0

Las hormonas de la felicidad

Felicidad Las hormonas de la felicidad

Nuestras hormonas son las responsables de brindar al organismo un bienestar o malestar dependiendo de cuáles predominen, lo que a su vez está relacionado con el tipo de emociones que prevalecen de manera constante en nuestra vida y a lo largo del día.

  • Hormonas de la felicidad

Serotonina.- La serotonina es la responsable de ese sentimiento de felicidad intensa. Cuando sus niveles son altos te sientes positivo, seguro, flexible y relajado; por el contrario cuando los niveles son bajos tiendes a volverte negativo, obsesivo, preocupado e irritable.

Endorfinas.- Las endorfinas se liberan al hacer ejercicio, por ejemplo. Esto ocasiona pensamientos agradables y una sensación de bienestar general; cuando no existen suficientes de estas hormonas en el cuerpo puedes volverte muy sensible y tender a la tristeza y la depresión.

  • Hormonas del estrés

Hormonas como el cortisol y la adrenalina se liberan como respuesta al estrés, suprimiendo el sistema inmunológico y ocasionando daños severos al organismo como envejecimiento celular. Algunas emociones asociadas a esta situación son el rencor, el enojo, el resentimiento y la resistencia, mismas que son responsables por situaciones de depresión, desesperación y desánimo.

  • Elige tu farmacia interna

Hay quienes afirman que el cuerpo humano está diseñado para crear todas las sustancias bioquímicas que la industria farmacéutica ya produce. Sin embargo para que sea posible esto, es necesario neutralizar a las emociones negativas con positivas el mayor tiempo posible.
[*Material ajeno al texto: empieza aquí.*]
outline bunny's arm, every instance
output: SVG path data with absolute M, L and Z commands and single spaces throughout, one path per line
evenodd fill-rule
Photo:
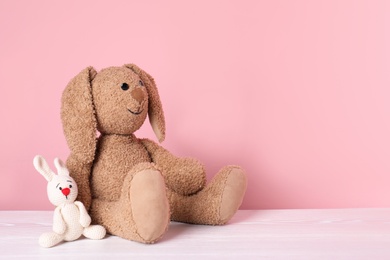
M 180 158 L 149 139 L 141 139 L 152 161 L 162 171 L 168 188 L 183 195 L 203 189 L 206 174 L 203 165 L 194 158 Z
M 92 202 L 91 188 L 89 183 L 92 162 L 79 162 L 75 155 L 70 154 L 68 160 L 66 161 L 66 166 L 69 170 L 70 176 L 76 181 L 78 186 L 77 200 L 81 201 L 85 208 L 89 210 Z
M 91 217 L 88 215 L 87 210 L 84 207 L 84 204 L 80 201 L 75 201 L 74 204 L 79 208 L 80 212 L 80 224 L 83 227 L 88 227 L 91 224 Z
M 57 234 L 64 234 L 66 231 L 66 223 L 62 218 L 61 207 L 57 207 L 54 210 L 53 231 Z

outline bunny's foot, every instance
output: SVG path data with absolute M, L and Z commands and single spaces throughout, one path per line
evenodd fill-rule
M 54 233 L 54 232 L 49 232 L 49 233 L 43 233 L 39 237 L 39 245 L 42 247 L 52 247 L 60 243 L 61 241 L 64 240 L 64 236 Z
M 238 166 L 223 168 L 203 190 L 192 196 L 169 192 L 172 220 L 192 224 L 226 224 L 240 207 L 246 176 Z
M 137 165 L 125 178 L 119 201 L 93 200 L 92 219 L 108 233 L 142 243 L 154 243 L 168 228 L 169 203 L 165 182 L 151 164 Z
M 106 229 L 100 225 L 90 225 L 84 228 L 83 235 L 90 239 L 102 239 L 106 235 Z

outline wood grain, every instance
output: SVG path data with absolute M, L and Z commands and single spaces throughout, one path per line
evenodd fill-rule
M 174 223 L 144 245 L 114 236 L 41 248 L 50 211 L 0 211 L 0 259 L 390 259 L 390 209 L 243 210 L 226 226 Z

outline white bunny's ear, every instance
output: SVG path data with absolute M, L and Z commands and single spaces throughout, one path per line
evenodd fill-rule
M 67 175 L 69 176 L 68 168 L 66 168 L 66 165 L 61 159 L 55 158 L 54 159 L 54 165 L 57 168 L 58 175 Z
M 34 157 L 34 167 L 37 171 L 42 174 L 43 177 L 47 181 L 51 181 L 53 179 L 54 173 L 50 170 L 49 165 L 47 164 L 45 158 L 40 155 Z

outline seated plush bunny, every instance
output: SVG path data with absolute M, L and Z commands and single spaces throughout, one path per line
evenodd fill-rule
M 198 160 L 134 135 L 147 116 L 162 142 L 165 120 L 156 84 L 134 64 L 99 72 L 88 67 L 64 90 L 61 119 L 71 152 L 66 163 L 93 221 L 142 243 L 161 238 L 170 220 L 227 223 L 245 194 L 242 168 L 225 166 L 206 185 Z
M 44 233 L 39 238 L 43 247 L 52 247 L 61 241 L 73 241 L 81 235 L 91 239 L 102 239 L 106 235 L 103 226 L 90 225 L 91 217 L 88 215 L 83 203 L 75 201 L 77 197 L 77 184 L 69 176 L 64 163 L 56 158 L 54 165 L 58 175 L 54 174 L 45 159 L 39 155 L 34 158 L 37 171 L 48 181 L 47 195 L 50 202 L 57 206 L 54 210 L 53 231 Z

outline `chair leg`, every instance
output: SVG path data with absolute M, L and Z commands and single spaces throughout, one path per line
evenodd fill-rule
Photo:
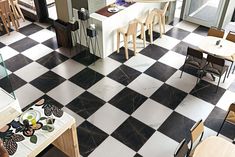
M 5 17 L 4 17 L 4 16 L 0 16 L 0 17 L 1 17 L 1 19 L 2 19 L 4 28 L 5 28 L 6 32 L 7 32 L 7 34 L 10 35 L 9 29 L 8 29 L 8 27 L 7 27 L 7 21 L 6 21 Z
M 149 30 L 150 30 L 150 44 L 153 43 L 153 25 L 149 26 Z
M 127 47 L 127 36 L 124 36 L 124 46 L 125 46 L 125 56 L 126 56 L 126 59 L 128 59 L 129 55 L 128 55 L 128 47 Z
M 160 29 L 160 37 L 162 37 L 162 18 L 161 16 L 159 15 L 158 16 L 158 23 L 159 23 L 159 29 Z
M 24 15 L 23 15 L 23 13 L 22 13 L 22 11 L 20 9 L 20 6 L 18 4 L 16 4 L 15 6 L 16 6 L 18 12 L 20 13 L 21 18 L 23 19 L 23 21 L 25 21 L 25 18 L 24 18 Z
M 230 65 L 230 68 L 229 68 L 229 72 L 228 72 L 227 78 L 229 77 L 229 74 L 231 73 L 232 68 L 233 68 L 233 62 L 232 62 L 232 63 L 231 63 L 231 65 Z
M 225 121 L 226 121 L 226 118 L 227 118 L 228 114 L 229 114 L 229 112 L 228 112 L 227 115 L 225 116 L 224 121 L 223 121 L 222 125 L 220 126 L 220 128 L 219 128 L 218 133 L 217 133 L 216 136 L 218 136 L 218 135 L 220 134 L 220 131 L 222 130 L 222 127 L 224 126 L 224 123 L 225 123 Z
M 11 21 L 12 21 L 12 23 L 13 23 L 13 26 L 15 27 L 16 31 L 18 31 L 18 26 L 17 26 L 17 24 L 16 24 L 16 21 L 15 21 L 14 16 L 13 16 L 12 14 L 10 14 L 10 17 L 11 17 Z
M 183 75 L 183 72 L 184 72 L 184 66 L 185 66 L 185 64 L 183 65 L 183 69 L 182 69 L 182 71 L 181 71 L 180 78 L 181 78 L 181 77 L 182 77 L 182 75 Z
M 136 35 L 133 34 L 132 38 L 133 38 L 134 55 L 136 55 Z
M 166 16 L 162 15 L 162 27 L 163 27 L 163 33 L 166 33 Z
M 143 33 L 143 39 L 142 40 L 143 40 L 144 47 L 146 47 L 146 35 L 145 35 L 145 32 Z
M 233 67 L 233 72 L 232 72 L 232 74 L 234 74 L 234 71 L 235 71 L 235 66 Z
M 117 53 L 120 51 L 120 33 L 117 32 Z
M 221 76 L 219 77 L 219 81 L 218 81 L 218 84 L 217 84 L 217 87 L 216 87 L 216 93 L 217 93 L 218 88 L 219 88 L 220 79 L 221 79 Z
M 224 81 L 225 81 L 225 79 L 226 79 L 226 75 L 227 75 L 227 73 L 228 73 L 228 69 L 226 70 L 226 73 L 225 73 L 225 76 L 224 76 L 223 83 L 224 83 Z

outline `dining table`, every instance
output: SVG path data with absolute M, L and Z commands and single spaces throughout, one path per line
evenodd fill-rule
M 235 144 L 219 136 L 210 136 L 195 148 L 193 157 L 235 157 Z

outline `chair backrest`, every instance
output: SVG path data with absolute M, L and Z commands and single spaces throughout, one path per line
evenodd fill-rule
M 153 23 L 154 16 L 155 16 L 155 12 L 154 12 L 154 11 L 149 11 L 149 12 L 148 12 L 148 15 L 147 15 L 147 17 L 146 17 L 146 20 L 145 20 L 145 24 L 146 24 L 146 25 L 152 24 L 152 23 Z
M 0 0 L 0 10 L 5 16 L 11 12 L 8 0 Z
M 176 148 L 174 157 L 187 157 L 188 151 L 189 151 L 188 145 L 185 139 L 183 139 L 178 145 L 178 147 Z
M 208 31 L 207 36 L 214 36 L 218 38 L 223 38 L 224 37 L 224 30 L 223 29 L 218 29 L 215 27 L 211 27 Z
M 137 26 L 138 26 L 138 21 L 136 20 L 131 21 L 127 29 L 127 35 L 136 35 Z
M 226 37 L 227 40 L 235 42 L 235 32 L 230 31 Z
M 198 59 L 202 59 L 203 58 L 203 53 L 199 50 L 188 47 L 187 56 L 192 56 L 192 57 L 196 57 Z
M 219 58 L 216 56 L 212 56 L 212 55 L 207 55 L 207 62 L 208 63 L 212 63 L 212 64 L 216 64 L 219 66 L 224 66 L 225 65 L 225 60 L 223 58 Z
M 163 15 L 166 14 L 166 11 L 167 11 L 167 8 L 168 8 L 169 4 L 170 4 L 170 2 L 166 2 L 165 6 L 163 8 Z
M 203 121 L 200 120 L 194 124 L 194 126 L 190 129 L 191 132 L 191 145 L 204 133 L 204 124 Z M 201 139 L 200 139 L 201 140 Z
M 235 102 L 229 106 L 229 111 L 235 112 Z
Una forma de contrarrestar las hormonas del estrés para producir las de la felicidad es cultivando sentimientos de serenidad, sabiduría, amor y alegría a través de actitudes de aprecio, amistad y ánimo. Y, aunque lograr esto requiere de mucha disciplina mental, la buena noticia es que es perfectamente posible tal y como lo demuestran diversos estudios realizados con monjes budistas.